# Search for Authors and Retrieve Their Data

## Setting up the Scopus API Key

You should have your Scopus API Key available. If you have not yet requested a key or do not know where to find it, review the documentation in notebook "01".

The first time you run the code cell below, it will open a small prompt window (usually appearing near the top of the screen), which asks you to paste in your API Key.

![Initial prompt window for entering your API Key](..\images\enter_key.png)

Then, a second window will appear asking for an institional token.

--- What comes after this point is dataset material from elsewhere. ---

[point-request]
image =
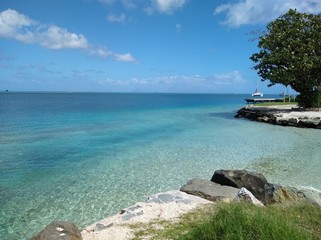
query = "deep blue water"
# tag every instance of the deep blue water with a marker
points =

That is not necessary, so just press enter.

In [1]:
import pybliometrics
from pybliometrics.scopus.utils import config

Now, your Scopus API Key is stored in a configuration file on your computer so you should not need to enter it again, unless you move or delete the configuration file. To find where the configuration file is on your computer, run the following code:

In [2]:
pybliometrics.scopus.utils.constants.CONFIG_FILE

WindowsPath('C:/Users/F0040RP/.config/pybliometrics.cfg')

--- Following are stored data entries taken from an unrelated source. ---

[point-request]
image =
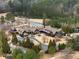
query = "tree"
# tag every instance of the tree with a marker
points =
(67, 29)
(14, 38)
(75, 43)
(28, 44)
(36, 49)
(52, 50)
(61, 46)
(2, 19)
(31, 54)
(4, 45)
(52, 43)
(17, 54)
(9, 16)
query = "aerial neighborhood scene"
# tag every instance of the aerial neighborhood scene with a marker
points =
(39, 29)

## Use your Scopus API from within the Dartmouth online network

+ Be sure that you are within the campus network (either on campus or logged into the vpn) to ensure the API will retrieve all requested results

+ Otherwise some requests will return the error: `Scopus401Error: The requestor is not authorized to access the requested view or fields of the resource`

## Types of Bibliometric Data

Most bibliometric data is stored at the document level. That is, bibliometric databases record metadata for each individual article, report, book, or other paper. However, this data can also be aggregated in various ways. Thus, some common types of bibliometric data include:

* document-level data
* author-level summary data + document-level data for each document this an author (co-)authored
* publication-level summary data and metrics (measuring the "impact" of a journal, for example, by quantifying the number of citations or its articles)
+ institutional-level metadata 

In this lesson, we will begin with an author's name, distinguish this particular author from others with the same name, and then retrieve data for the documents (co-)authored by this researcher.

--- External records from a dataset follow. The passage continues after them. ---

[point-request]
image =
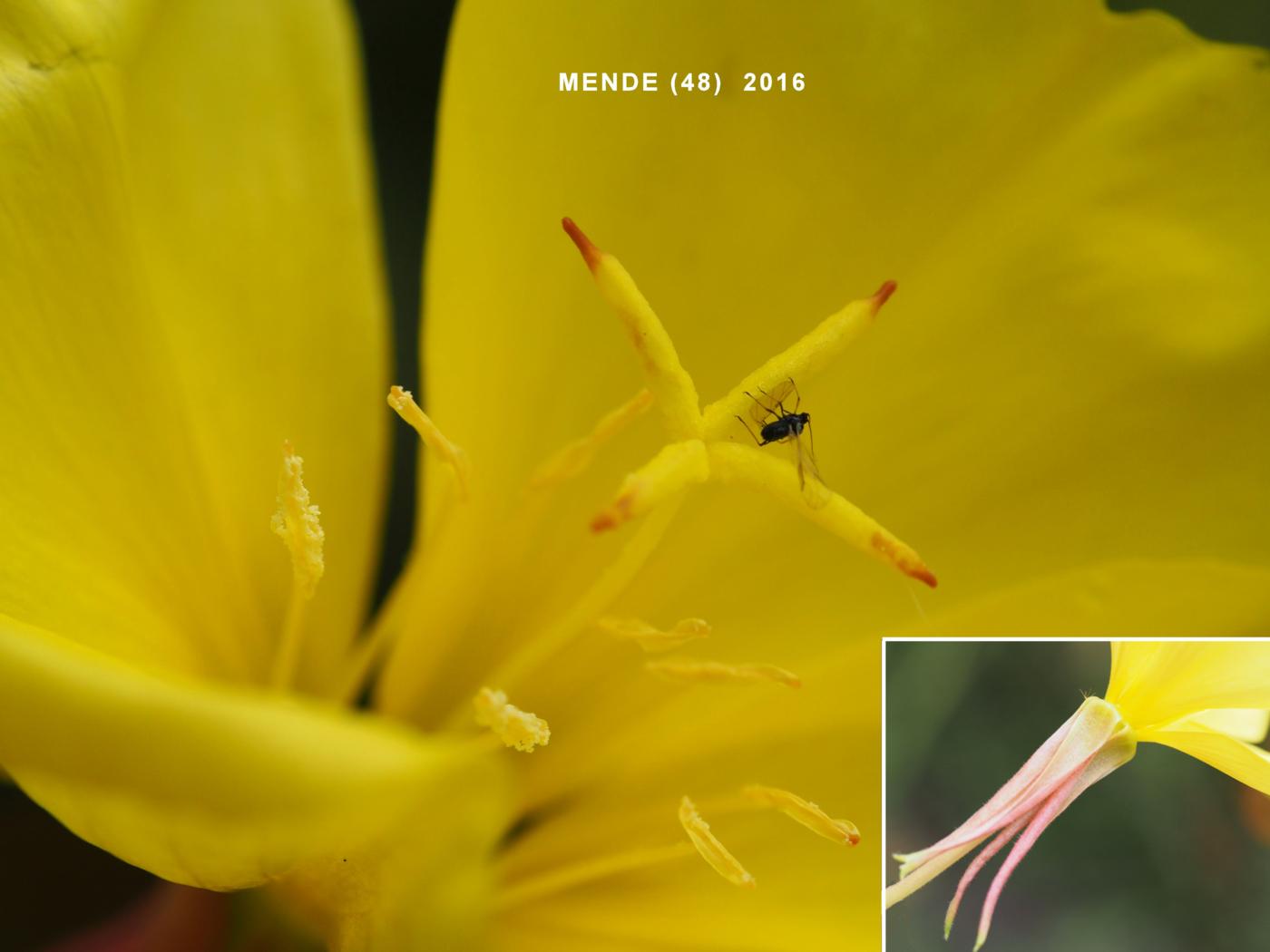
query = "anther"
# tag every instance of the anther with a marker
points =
(804, 812)
(298, 523)
(654, 640)
(710, 848)
(669, 384)
(403, 403)
(513, 726)
(719, 673)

## Get Information for one single author

Using the [Pybliometrics](https://pybliometrics.readthedocs.io/en/stable/) Python library, we can begin by extracting metadata for one single author. However, unless you have an unusual first and last name combination (like me), you will first need to identify the correct individual. For example if you search for "Jane Smith" you might need to parse through data for multiple authors named "Jane Smith" and identify correct matches. 

For example, Jane Smith at Dartmouth may be a different person than Jane Smith at Vassar, but she may be the same person as Jane Smith at UNH (Scopus records often have not been aggregated to merge records of the same person when they move to another institution).

To begin we will search for the [Spanish chemist Rafael Luque who has been suspended by his institution in Spain for academic impropriety](https://cen.acs.org/research-integrity/Highly-cited-chemist-suspended-claiming-to-be-affiliated-with-Russian-and-Saudi-universities/101/i12) related to a highly dubious publication profile (co-authoring 60-70 papers annually) and for accepting salaries as an adjunct scholar at Saudi and Russian universities (while still employed in Spain), which wanted his publication and citation recod to boost their rankings.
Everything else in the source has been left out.